Require the WordStats gem as follows:

require 'word_stats' # Remember to require Ruby Gems first if using Ruby 1.8

text = "The quick brown fox jumps over the lazy dog."
# Note: all strings processed by WordStats are downcased!!

WordStats provides shortcuts for single letter frequencies, bigrams and trigrams. The WordStats::Characters.ngrams(n,text) method can be used to find n-grams of any length. The output is a hash of the form [:word,count].

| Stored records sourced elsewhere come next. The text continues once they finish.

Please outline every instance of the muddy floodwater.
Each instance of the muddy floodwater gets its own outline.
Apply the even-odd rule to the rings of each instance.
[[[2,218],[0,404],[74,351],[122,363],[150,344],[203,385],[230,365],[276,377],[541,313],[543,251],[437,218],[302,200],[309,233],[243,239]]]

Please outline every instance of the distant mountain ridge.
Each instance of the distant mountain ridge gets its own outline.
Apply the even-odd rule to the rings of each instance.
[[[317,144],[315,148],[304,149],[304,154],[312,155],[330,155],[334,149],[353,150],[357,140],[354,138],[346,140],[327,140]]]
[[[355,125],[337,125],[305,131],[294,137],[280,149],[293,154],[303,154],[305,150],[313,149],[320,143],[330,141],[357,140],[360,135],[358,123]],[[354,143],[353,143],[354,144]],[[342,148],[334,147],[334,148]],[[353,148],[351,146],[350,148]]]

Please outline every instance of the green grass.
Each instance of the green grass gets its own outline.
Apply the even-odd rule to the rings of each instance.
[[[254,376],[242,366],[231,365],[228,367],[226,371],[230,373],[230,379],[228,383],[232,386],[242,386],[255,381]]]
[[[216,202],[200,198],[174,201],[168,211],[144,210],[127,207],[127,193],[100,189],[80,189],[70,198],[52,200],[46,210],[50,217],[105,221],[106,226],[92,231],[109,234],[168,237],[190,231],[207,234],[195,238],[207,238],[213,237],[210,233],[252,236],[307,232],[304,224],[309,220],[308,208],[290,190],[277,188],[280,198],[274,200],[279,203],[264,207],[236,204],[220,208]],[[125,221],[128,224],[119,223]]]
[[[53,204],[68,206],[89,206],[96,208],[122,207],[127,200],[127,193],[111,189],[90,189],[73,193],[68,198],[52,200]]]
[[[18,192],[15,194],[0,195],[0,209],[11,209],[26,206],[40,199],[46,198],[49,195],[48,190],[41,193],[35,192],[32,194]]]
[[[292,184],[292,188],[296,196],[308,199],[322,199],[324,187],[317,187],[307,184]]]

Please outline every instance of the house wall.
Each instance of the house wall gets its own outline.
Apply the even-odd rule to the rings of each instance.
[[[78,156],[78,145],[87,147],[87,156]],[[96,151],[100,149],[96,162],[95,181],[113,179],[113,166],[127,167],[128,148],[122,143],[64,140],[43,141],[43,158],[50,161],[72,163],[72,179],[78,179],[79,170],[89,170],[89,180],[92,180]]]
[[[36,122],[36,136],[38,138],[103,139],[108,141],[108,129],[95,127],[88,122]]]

letter_frequencies = WordStats::Characters.letters(text)
letter_frequencies[:'u'] #=> 2

bigrams = WordStats::Characters.bigrams(text)
bigrams[:'th'] #=> 2

trigrams = WordStats::Characters.trigrams(text)
trigrams['qui'.to_sym] #=> 1

octocats = WordStats::Characters.ngrams(8,text)
octocats[:'The quic'] #=> 0
octocats[:'the quic'] #=> 1

Similarly, WordStats provides a method to count words and any arbitrary length sequence of words:

word_count = WordStats::Words.nwords(1,text)
word_count[:'the'] #=> 2

word_pairs = WordStats::Words.nwords(2,text)
word_pairs[:'quick brown'] #=> 1

Important Notes

WordStats will downcase any string that you pass into it. It also strips punctuation before processing.

Contributing

  1. Fork it
  2. Create your feature branch (git checkout -b my-new-feature)
  3. Commit your changes (git commit -am 'Added some feature')
  4. Push to the branch (git push origin my-new-feature)
  5. Create new Pull Request